Die Menschen entlang des Rheins und seiner Nebenflüsse, die bereits die Thronbesteigung Karls als jene ihres neuen Königs gefeiert hatten, werden ähnliche Gefühle gegenüber ihrem Herrscher gehegt haben. Was aber mit jenen, die erst während seiner Regierungszeit unters Frankenzepter kamen? Dazu zählten in erster Linie die Bajuwaren und Sachsen, und ihr „Anschluss“ ans Frankenreich war nicht eben friedlich und schon gar nicht freiwillig erfolgt. Besonders die Sachsen, die weiterhin ihre alten Götter verehrten und andere „heidnische“ Bräuche pflegten, hatten wenig Lust, sich einem fremden, fernen Herrscher zu unterwerfen und den Priestern einer merkwürdigen neuen Religion zu gehorchen. Sie erschlugen daher die Missionare und ließen sich auch von der Streitmacht der Franken wenig beeindrucken.
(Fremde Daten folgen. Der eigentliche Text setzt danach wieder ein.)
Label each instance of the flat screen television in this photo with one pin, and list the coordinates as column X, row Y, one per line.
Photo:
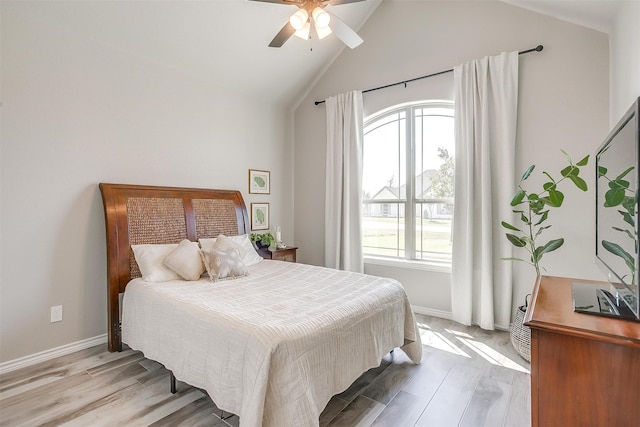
column 617, row 217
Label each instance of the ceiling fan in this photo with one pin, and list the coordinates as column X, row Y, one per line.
column 312, row 13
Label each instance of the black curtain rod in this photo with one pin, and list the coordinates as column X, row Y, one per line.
column 404, row 82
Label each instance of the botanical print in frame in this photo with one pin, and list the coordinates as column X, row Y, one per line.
column 259, row 181
column 259, row 216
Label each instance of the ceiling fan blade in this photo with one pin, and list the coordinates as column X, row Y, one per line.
column 337, row 2
column 344, row 32
column 294, row 2
column 283, row 35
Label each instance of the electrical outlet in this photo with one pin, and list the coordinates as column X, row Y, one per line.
column 56, row 313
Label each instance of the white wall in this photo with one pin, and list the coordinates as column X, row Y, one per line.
column 563, row 103
column 75, row 113
column 625, row 59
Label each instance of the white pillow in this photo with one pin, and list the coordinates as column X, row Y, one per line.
column 186, row 260
column 223, row 263
column 150, row 261
column 250, row 256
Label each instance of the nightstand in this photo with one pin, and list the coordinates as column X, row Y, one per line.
column 286, row 254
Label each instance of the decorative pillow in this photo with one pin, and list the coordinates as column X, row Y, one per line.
column 150, row 261
column 250, row 256
column 186, row 260
column 223, row 263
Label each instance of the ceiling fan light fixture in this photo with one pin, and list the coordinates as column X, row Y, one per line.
column 321, row 18
column 299, row 19
column 303, row 32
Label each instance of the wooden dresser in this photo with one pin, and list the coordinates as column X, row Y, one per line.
column 585, row 369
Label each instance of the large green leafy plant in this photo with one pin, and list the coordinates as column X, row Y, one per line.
column 624, row 198
column 533, row 209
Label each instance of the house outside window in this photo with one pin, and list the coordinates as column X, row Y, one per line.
column 408, row 173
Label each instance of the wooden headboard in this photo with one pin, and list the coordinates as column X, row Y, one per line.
column 136, row 214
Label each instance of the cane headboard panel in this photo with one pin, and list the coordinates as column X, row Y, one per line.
column 136, row 214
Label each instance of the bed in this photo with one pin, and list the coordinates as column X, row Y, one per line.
column 272, row 346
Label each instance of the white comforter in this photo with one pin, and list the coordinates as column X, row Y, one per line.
column 274, row 346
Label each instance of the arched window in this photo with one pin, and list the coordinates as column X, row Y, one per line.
column 408, row 173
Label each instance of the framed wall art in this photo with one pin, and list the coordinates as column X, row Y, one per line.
column 259, row 181
column 259, row 216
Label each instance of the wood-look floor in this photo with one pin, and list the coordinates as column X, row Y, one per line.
column 468, row 377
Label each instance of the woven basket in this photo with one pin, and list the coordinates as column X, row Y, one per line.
column 521, row 334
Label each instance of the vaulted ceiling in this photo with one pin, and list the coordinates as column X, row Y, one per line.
column 224, row 43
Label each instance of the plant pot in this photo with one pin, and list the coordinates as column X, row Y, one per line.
column 521, row 334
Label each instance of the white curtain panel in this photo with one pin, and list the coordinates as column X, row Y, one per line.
column 486, row 99
column 343, row 230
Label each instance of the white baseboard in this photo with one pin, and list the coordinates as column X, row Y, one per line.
column 432, row 312
column 43, row 356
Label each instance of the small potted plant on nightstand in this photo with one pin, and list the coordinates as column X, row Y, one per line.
column 532, row 210
column 263, row 241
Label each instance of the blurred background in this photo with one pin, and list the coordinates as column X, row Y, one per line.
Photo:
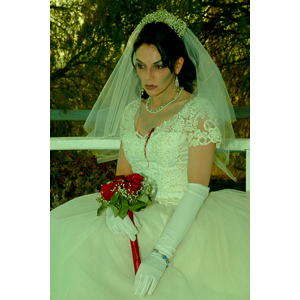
column 87, row 38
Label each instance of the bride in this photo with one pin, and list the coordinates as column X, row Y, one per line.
column 168, row 104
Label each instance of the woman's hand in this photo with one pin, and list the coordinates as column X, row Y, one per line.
column 122, row 227
column 149, row 274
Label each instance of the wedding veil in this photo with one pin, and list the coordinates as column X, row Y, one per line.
column 123, row 86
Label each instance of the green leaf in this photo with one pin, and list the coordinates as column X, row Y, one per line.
column 137, row 206
column 115, row 210
column 124, row 207
column 143, row 198
column 101, row 209
column 115, row 199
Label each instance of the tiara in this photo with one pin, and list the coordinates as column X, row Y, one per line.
column 163, row 16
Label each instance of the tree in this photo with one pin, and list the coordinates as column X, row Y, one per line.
column 88, row 37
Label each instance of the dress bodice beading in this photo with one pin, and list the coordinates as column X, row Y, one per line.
column 166, row 159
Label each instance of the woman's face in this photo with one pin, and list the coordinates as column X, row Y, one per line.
column 155, row 77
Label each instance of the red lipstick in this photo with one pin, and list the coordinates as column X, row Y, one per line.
column 150, row 86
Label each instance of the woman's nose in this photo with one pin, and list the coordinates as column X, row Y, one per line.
column 149, row 74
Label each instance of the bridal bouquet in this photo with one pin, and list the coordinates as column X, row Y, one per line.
column 124, row 195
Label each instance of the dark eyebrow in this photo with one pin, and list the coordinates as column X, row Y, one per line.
column 153, row 63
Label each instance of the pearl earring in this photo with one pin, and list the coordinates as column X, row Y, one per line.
column 176, row 83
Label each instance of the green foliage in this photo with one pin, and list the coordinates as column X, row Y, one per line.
column 89, row 36
column 74, row 173
column 87, row 40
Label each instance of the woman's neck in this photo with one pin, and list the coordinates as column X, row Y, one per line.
column 163, row 98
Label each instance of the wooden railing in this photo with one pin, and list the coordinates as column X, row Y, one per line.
column 241, row 112
column 91, row 143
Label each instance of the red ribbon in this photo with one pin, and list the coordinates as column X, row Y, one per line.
column 146, row 143
column 134, row 248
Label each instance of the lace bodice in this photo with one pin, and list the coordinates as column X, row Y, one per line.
column 166, row 158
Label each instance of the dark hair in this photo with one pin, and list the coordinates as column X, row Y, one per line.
column 170, row 47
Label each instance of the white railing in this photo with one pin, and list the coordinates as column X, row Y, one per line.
column 91, row 143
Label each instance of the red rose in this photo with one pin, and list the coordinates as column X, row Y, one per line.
column 108, row 190
column 119, row 177
column 133, row 183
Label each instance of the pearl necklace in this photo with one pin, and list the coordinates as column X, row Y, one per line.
column 155, row 111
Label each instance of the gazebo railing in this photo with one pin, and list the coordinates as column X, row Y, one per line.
column 92, row 143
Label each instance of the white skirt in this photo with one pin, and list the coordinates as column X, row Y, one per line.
column 212, row 261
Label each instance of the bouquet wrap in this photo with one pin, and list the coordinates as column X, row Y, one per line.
column 126, row 194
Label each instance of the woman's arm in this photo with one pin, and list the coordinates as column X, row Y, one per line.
column 200, row 163
column 123, row 166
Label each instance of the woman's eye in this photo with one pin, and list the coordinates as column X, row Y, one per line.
column 140, row 66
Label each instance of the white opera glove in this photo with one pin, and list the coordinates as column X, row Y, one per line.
column 149, row 274
column 122, row 227
column 153, row 267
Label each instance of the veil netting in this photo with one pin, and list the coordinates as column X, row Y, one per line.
column 124, row 86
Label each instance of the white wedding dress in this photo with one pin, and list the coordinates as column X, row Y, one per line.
column 212, row 261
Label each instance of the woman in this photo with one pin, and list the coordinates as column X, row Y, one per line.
column 170, row 136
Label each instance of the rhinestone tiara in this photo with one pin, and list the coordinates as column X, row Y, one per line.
column 163, row 16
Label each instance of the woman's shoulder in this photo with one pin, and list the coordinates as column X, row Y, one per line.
column 132, row 105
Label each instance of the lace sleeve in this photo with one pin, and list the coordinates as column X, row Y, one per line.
column 202, row 125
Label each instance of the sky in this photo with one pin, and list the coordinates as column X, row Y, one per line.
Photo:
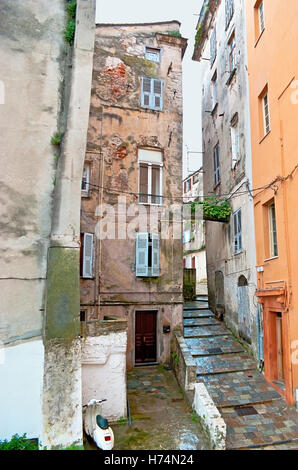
column 187, row 12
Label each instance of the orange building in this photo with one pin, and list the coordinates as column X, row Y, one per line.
column 272, row 36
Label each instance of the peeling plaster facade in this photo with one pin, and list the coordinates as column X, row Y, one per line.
column 47, row 89
column 227, row 269
column 194, row 246
column 118, row 127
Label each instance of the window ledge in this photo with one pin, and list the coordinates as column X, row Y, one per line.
column 263, row 138
column 214, row 109
column 270, row 259
column 257, row 41
column 232, row 75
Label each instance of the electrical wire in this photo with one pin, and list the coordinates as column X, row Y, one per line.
column 228, row 196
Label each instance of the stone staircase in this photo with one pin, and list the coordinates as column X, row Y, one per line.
column 256, row 416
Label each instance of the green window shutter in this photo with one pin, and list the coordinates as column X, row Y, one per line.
column 142, row 242
column 155, row 255
column 88, row 255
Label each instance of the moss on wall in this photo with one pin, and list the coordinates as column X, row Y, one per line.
column 63, row 300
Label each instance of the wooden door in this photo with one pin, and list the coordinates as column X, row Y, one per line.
column 279, row 346
column 145, row 341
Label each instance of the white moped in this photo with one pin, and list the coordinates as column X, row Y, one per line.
column 96, row 426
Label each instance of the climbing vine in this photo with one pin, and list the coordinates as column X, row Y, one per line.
column 70, row 28
column 213, row 209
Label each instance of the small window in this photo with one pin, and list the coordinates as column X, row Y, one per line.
column 229, row 11
column 235, row 140
column 152, row 54
column 261, row 17
column 237, row 232
column 147, row 255
column 86, row 257
column 266, row 116
column 152, row 93
column 214, row 90
column 232, row 53
column 272, row 230
column 150, row 176
column 86, row 180
column 213, row 47
column 216, row 165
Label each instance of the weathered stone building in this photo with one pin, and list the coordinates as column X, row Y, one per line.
column 45, row 87
column 221, row 48
column 194, row 245
column 131, row 269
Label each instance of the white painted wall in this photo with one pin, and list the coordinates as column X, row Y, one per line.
column 104, row 372
column 21, row 375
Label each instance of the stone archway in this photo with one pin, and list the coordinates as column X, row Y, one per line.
column 243, row 309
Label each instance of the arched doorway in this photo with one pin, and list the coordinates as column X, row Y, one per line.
column 243, row 309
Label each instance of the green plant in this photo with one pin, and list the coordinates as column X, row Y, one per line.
column 213, row 209
column 189, row 290
column 70, row 28
column 175, row 34
column 175, row 358
column 56, row 138
column 19, row 443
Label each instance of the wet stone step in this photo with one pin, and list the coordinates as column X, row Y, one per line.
column 200, row 321
column 203, row 331
column 266, row 424
column 241, row 388
column 198, row 314
column 210, row 345
column 223, row 363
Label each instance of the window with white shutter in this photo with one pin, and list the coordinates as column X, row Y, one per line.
column 237, row 232
column 85, row 180
column 229, row 11
column 147, row 255
column 142, row 243
column 216, row 165
column 155, row 255
column 213, row 47
column 87, row 256
column 152, row 93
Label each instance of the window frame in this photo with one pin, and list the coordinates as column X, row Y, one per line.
column 266, row 129
column 152, row 95
column 149, row 182
column 261, row 17
column 85, row 192
column 152, row 50
column 238, row 248
column 216, row 165
column 150, row 240
column 229, row 11
column 213, row 46
column 235, row 139
column 273, row 243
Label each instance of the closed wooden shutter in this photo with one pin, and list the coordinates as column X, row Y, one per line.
column 142, row 241
column 152, row 93
column 146, row 92
column 88, row 255
column 155, row 254
column 157, row 94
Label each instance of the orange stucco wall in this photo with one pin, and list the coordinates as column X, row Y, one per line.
column 273, row 62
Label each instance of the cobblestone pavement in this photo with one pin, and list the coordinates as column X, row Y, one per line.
column 257, row 417
column 161, row 418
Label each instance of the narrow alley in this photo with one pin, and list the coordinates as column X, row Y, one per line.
column 257, row 417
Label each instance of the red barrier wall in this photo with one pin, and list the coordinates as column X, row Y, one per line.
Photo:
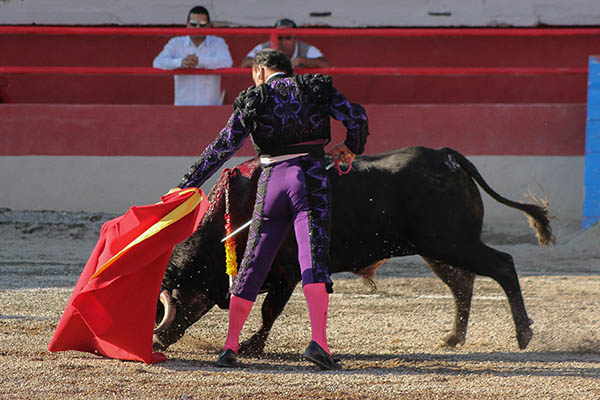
column 441, row 50
column 162, row 130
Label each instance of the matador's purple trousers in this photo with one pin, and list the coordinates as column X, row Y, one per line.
column 292, row 192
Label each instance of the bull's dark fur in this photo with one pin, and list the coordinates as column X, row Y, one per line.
column 408, row 201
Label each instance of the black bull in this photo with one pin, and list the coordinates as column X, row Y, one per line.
column 408, row 201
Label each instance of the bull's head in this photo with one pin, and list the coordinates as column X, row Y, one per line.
column 195, row 279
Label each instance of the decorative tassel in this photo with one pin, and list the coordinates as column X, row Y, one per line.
column 230, row 253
Deren überlegene Schlagkraft setzte sich zwar letztendlich durch, dennoch hielten die starrköpfigen Sachsen den Frankenkaiser, seine Berater und seine Militärs über 30 Jahre lang in Atem; erst am Ende seiner langen Regierung konnte Karl das Land im Norden als gesicherten Teil seines Reichs betrachten.

Unterworfene werden geschickt „integriert“

Darin richteten sich die unterworfenen – und inzwischen auch getauften – Sachsen allerdings rasch ein. Sie verstanden sich bald als einer der „staatsragenden Stämme“ des Frankenreichs und begriffen das Kaisertum und den großen Kaiser Karl als Teil des eigenen Erbes – ein Erbe, das sie höchst erfolgreich pflegten und weiterentwickelten. Aus dem ehemaligen „Sachsenschlächter“ wurde das Vorbild für jenen Herrscher, dem nur hundert Jahre später die Sachsenherzöge als Könige und Kaiser nacheiferten. Die Bayern im Südosten hingegen wären schon damals durchaus zufrieden gewesen, ihren eigenen Staat zu tragen, und Herzog Tassilo III. sah auch gar nicht ein, warum er einem Frankenkönig Gefolgschaft leisten sollte, selbst wenn dieser sein Vetter mütterlicherseits war. Doch als Grenzmark gegen die Awaren und Brücke nach Italien war das Land für den Karolinger viel zu wichtig, um es außer seiner Kontrolle zu belassen. Herzog Tassilo beschloss so seine Tage als Gefangener in einem Kloster, und die Rolle Bayerns als Teil einer größeren Gemeinschaft war besiegelt. Aber auch die Bayern fanden sich rasch mit dieser Einvernahme ab und schlossen ihrerseits den großen Karl in ihre eigenen Traditionen ein. Es war nicht zuletzt diese Integrationskraft, auch gegenüber Besiegten und Unterworfenen, mit der sich der Franke seinen großen Beinamen für die Nachwelt sicherte.

Karl als der Vater Europas

Als 1957 die Europäische Wirtschaftsgemeinschaft mit den Gründungsmitgliedern Frankreich, Bundesrepublik Deutschland, Italien, Belgien, Niederlande und Luxemburg entstand, stellte der historisch geschulte Betrachter verblüfft fest, dass die Grenzen des  neuen Bündnisses nahezu deckungsgleich mit jenen des Reichs Karls des Großen waren. So waren es nicht nur tagespolitische Sachzwänge, die gerade diese Länder zusammenführten. Das Bewusstsein einer gemeinsamen Vergangenheit, die Erinnerung an eine Zusammengehörigkeit ganz am Beginn der Staatswerdung war nicht verloren gegangen. Sie hat unbestreitbar mit dazu beigetragen, dass all die Grenzen und Gräben hintangestellt wurden, die sich seit Karls des Großen Zeiten im Abendland aufgetan hatten. So trägt auch die wichtigste Auszeichnung, die für Bemühungen um die Einheit Europas verliehen wird, den Namen des großen Kaisers, und verliehen wird sie von „seiner“ Kaiserstadt Aachen. Als „Vater Europas“ hatten Kaiser Karl schließlich schon zeitgenössische Chroniken erkannt und gefeiert.